Jandar of Callisto
- Cover of the first edition.
- Author: Lin Carter
- Cover artist: Vincent Di Fate
- Language: English
- Series: Callisto series
- Genre: Science fantasy
- Publisher: Dell Books
- Publication date: 1972
- Publication place: United States
- Media type: Print (Paperback)
- Pages: 224 pp
- ISBN: 978-0-86007-801-2
- Followed by: Black Legion of Callisto

= Jandar of Callisto =

1972 novel by Lin Carter

Jandar of Callisto is a science fantasy novel by American writer Lin Carter, the first in his Callisto series. It was first published in paperback by Dell Books in December 1972, and reprinted twice through September 1977. The first British edition was published by Orbit Books in 1974. It was later gathered together with Black Legion of Callisto into the omnibus collection Callisto: Volume 1 (2000). The book includes a map of Callisto as envisioned in the story.

==Plot summary==
The story is told in the first person by the hero, Jonathan Dark, who is represented to be its author. Carter, the actual author, claims to have merely edited the manuscript, which, like subsequent works in the series, supposedly found its way to him from the ruins of the ancient city of Arangkhôr in Cambodia.

Dark, a helicopter pilot transporting medical supplies in Southeast Asia, is forced down in the jungles of Cambodia, where he discovers Arangkhôr. There he slides into a well made of a mysteriously slippery substance, which proves to be a device of unknown provenance that teleports him to another world. The world in question is eventually determined to be the Jovian moon of Callisto, which beneath a projected illusion of airless desolation turns out to have a breathable atmosphere, an alien biology, and human inhabitants (presumably descended from victims of the well during the period before Arangkhôr was abandoned). Callisto is known to its inhabitants as Thanator.

After nearly falling victim to a Yathib, one of the local predators, Dark is saved by a nomadic tribe of Yathoon, a race of intelligent insectoids. Rescue proves a mixed blessing, as he is also enslaved. While with them he learns Thanator's language, which is shared by Yathoon and human alike, and his captors learn his name, more or less. "Jandar" is the closest they can render "Jon Dark," and he remains Jandar through the rest of the series. Escaping, he encounters a beautiful woman in peril. For Jandar, it's love at first sight; she takes a bit longer to warm to him—three whole books, actually. She is the princess Darloona, who has been exiled from her native city-state of Shondakar by the conquering Black Legion. His attempts to aid her are not very effective, and they fall into the hands of another tribe of Yathoon.

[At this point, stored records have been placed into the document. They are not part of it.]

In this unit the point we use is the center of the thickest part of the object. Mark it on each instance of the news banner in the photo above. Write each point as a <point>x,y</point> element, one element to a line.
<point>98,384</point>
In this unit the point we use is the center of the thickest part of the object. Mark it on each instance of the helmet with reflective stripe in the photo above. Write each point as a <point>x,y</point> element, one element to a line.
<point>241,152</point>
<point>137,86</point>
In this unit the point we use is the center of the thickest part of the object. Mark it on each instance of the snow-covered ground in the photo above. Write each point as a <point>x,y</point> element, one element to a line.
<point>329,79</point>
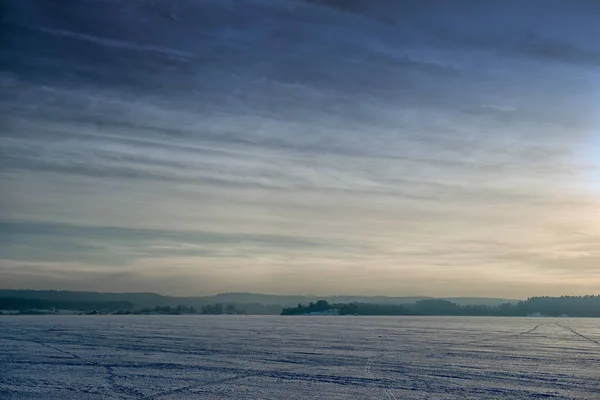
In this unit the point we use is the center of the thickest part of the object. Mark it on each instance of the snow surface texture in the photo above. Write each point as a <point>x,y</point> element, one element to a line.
<point>247,357</point>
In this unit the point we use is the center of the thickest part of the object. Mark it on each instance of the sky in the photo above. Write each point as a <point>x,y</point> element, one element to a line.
<point>307,147</point>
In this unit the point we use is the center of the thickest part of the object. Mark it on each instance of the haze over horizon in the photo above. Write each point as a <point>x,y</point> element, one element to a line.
<point>286,146</point>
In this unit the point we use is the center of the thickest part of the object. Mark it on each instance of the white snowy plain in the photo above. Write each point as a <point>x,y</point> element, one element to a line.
<point>319,357</point>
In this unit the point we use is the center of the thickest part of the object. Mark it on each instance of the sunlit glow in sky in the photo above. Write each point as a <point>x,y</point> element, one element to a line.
<point>289,146</point>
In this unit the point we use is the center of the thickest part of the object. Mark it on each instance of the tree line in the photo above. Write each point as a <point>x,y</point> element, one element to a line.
<point>573,306</point>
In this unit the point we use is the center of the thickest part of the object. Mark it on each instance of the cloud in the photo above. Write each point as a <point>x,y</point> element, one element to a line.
<point>287,145</point>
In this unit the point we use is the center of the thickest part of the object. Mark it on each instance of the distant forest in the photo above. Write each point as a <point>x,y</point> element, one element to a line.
<point>572,306</point>
<point>44,301</point>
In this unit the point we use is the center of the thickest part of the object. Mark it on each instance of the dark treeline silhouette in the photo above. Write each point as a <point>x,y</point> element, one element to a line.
<point>140,301</point>
<point>573,306</point>
<point>213,309</point>
<point>9,303</point>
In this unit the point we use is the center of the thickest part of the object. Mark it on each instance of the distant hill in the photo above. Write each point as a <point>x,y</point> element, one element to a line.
<point>251,302</point>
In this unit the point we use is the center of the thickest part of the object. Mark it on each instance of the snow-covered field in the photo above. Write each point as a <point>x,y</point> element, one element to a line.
<point>248,357</point>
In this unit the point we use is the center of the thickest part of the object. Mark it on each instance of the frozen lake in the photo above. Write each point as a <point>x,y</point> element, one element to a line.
<point>251,357</point>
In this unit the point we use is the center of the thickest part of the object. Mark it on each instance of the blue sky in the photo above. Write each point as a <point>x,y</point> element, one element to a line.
<point>423,148</point>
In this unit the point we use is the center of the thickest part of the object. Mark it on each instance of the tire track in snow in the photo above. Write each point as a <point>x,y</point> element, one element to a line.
<point>429,350</point>
<point>584,337</point>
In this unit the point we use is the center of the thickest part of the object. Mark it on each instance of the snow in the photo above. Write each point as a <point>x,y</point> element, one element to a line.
<point>252,357</point>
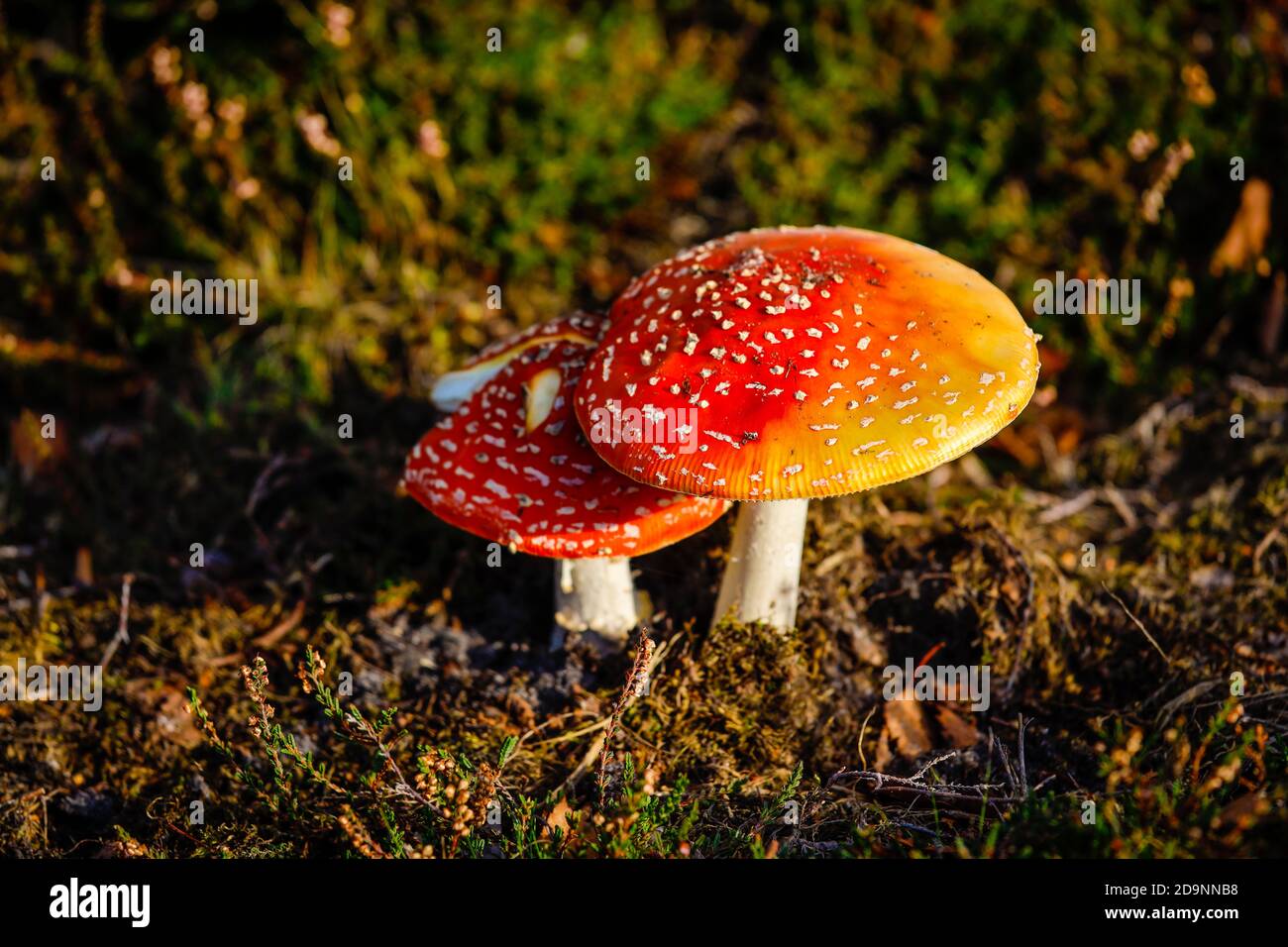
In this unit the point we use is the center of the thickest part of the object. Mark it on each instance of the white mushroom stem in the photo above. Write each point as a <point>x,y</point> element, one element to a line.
<point>763,577</point>
<point>596,595</point>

They are delivered from this second captivity by the appearance of an airship commanded by Thuton, prince of the city-state of Zanadar. The Zanadarians are "Sky Pirates"—raiders who use the aerial technology they alone possess to abstract the possessions of others, in this instance Jandar and Darloona from the Yathoon. Thuton proves well-disposed to his fellow royal, but less so toward Jandar, who jealously goads him into a fight. As the prince is a master of the sword and the earthman has never picked up that particular skill, the outcome is predictable—and humiliating. The upshot is that Dark is once again a slave, this time in Zanadar.

In the Sky Pirates' city he manages to escape again, learns to fence, and raises his fellow slaves in a rebellion against their oppressors. In a bid to rescue Darloona, he takes on Thuton a second time. His comrades, who have taken over one of the Zanadarians' airships, are able to extract both him and the princess before he can be killed. Fleeing the city, they restore Darloona to her people, the Ku Thad, who have been living in the jungles of the Grand Kumala since their exile from Shondakar.

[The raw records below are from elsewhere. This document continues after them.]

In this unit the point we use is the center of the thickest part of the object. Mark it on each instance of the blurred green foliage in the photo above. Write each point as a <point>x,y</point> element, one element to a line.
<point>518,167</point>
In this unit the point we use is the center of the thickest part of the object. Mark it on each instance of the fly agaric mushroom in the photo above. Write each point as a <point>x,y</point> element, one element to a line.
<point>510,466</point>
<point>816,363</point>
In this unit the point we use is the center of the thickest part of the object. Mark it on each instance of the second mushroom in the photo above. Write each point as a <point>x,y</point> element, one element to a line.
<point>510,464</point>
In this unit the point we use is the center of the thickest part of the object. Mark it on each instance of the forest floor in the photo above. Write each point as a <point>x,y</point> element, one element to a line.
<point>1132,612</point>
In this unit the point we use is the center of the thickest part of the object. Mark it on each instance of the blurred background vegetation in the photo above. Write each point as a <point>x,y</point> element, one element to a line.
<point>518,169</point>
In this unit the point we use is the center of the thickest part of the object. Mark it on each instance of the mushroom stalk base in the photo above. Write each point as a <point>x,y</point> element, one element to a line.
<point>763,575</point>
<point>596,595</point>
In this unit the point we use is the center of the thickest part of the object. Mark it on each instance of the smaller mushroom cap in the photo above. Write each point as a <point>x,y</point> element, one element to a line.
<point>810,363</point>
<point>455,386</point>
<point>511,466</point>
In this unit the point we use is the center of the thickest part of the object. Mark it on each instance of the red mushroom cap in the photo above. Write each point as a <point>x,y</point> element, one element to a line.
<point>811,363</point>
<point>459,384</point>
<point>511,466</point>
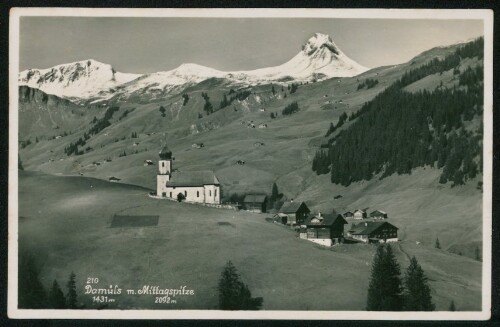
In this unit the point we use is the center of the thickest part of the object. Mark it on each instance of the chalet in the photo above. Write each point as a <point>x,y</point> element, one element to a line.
<point>378,214</point>
<point>348,214</point>
<point>327,229</point>
<point>374,232</point>
<point>359,214</point>
<point>255,202</point>
<point>294,212</point>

The celebration is short-lived, however, as the princess is shortly afterward carried off by a raiding party from the Black Legion.

==Reception==
Reviewing this book along with the following two volumes, Lester del Rey found the series to be "fairly entertaining reading," but noted that Carter had "copied every trick of Burroughs, including those that are faults."

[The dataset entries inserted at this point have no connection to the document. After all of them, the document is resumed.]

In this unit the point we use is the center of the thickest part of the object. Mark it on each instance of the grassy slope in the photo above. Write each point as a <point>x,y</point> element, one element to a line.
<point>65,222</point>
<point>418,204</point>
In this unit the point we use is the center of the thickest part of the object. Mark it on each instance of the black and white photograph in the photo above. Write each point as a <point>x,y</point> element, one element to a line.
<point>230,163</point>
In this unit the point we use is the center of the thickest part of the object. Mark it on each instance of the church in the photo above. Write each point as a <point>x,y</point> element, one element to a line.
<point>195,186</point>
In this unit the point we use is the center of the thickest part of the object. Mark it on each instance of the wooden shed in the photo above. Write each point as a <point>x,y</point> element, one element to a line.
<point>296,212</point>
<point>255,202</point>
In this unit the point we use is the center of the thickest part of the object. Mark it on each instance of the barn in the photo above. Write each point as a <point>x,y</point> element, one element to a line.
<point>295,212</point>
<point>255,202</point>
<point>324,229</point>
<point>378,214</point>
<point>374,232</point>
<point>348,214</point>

Den Valdron, assessing the series in ERBzine, calls this book, along with the other two volumes in the series's first trilogy, "quite good." He notes "[t]he world and the hero are fairly vivid, the action moves quickly. It's hardly deep, but it is fun." On the down side, he views Jandar as "kind of an arrogant jerk ... a bit of an egotist ... constantly getting into trouble with half baked plans [from which he] is regularly rescued by his friends or saved by dumb luck." Valdron also criticizes the relationship of the hero and heroine, between whom he detects no chemistry.